Nested Stochastic Algorithm for Generalized Sinkhorn distance-Regularized Distributionally Robust Optimization
This work addresses robust model training against data distribution shifts for machine learning applications, presenting an incremental improvement in algorithm design for large-scale DRO problems.
The paper tackles regularized nonconvex distributionally robust optimization (DRO) problems with generalized Sinkhorn distance uncertainty sets, deriving a dual formulation as nested stochastic optimization and proposing a nested stochastic gradient descent algorithm with polynomial iteration and sample complexities independent of data size and parameter dimension.
Distributionally robust optimization (DRO) is a powerful technique to train robust models against data distribution shift.
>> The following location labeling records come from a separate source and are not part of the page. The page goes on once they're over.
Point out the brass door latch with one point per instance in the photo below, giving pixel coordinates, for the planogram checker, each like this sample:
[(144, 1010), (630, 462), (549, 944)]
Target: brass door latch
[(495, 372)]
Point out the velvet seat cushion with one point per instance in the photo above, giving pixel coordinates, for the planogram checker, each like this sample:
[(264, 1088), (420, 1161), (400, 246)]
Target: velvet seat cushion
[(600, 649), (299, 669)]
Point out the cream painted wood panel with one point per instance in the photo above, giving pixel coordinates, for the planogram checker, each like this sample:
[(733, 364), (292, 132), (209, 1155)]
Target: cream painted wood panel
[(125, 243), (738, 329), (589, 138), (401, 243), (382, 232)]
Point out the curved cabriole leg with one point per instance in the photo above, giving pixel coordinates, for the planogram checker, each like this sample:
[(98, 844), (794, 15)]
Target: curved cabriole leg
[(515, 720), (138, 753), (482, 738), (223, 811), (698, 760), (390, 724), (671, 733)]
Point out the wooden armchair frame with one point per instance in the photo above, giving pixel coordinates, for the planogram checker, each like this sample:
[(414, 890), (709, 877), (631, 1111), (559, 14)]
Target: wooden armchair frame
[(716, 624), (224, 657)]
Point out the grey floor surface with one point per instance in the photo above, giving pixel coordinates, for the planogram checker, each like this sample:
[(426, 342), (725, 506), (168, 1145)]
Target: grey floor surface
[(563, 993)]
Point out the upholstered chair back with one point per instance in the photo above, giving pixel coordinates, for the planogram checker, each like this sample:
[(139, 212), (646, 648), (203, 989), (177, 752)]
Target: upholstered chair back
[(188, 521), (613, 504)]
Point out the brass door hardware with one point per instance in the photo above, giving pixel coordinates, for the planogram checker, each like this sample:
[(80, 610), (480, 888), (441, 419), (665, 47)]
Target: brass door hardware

This paper aims to solve regularized nonconvex DRO problems, where the uncertainty set is modeled by a so-called generalized Sinkhorn distance and the loss function is nonconvex and possibly unbounded. Such a distance allows to model uncertainty of distributions with different probability supports and divergence functions. For this class of regularized DRO problems, we derive a novel dual formulation taking the form of nested stochastic optimization, where the dual variable depends on the data sample. To solve the dual problem, we provide theoretical evidence to design a nested stochastic gradient descent (SGD) algorithm, which leverages stochastic approximation to estimate the nested stochastic gradients. We study the convergence rate of nested SGD and establish polynomial iteration and sample complexities that are independent of the data size and parameter dimension, indicating its potential for solving large-scale DRO problems. We conduct numerical experiments to demonstrate the efficiency and robustness of the proposed algorithm.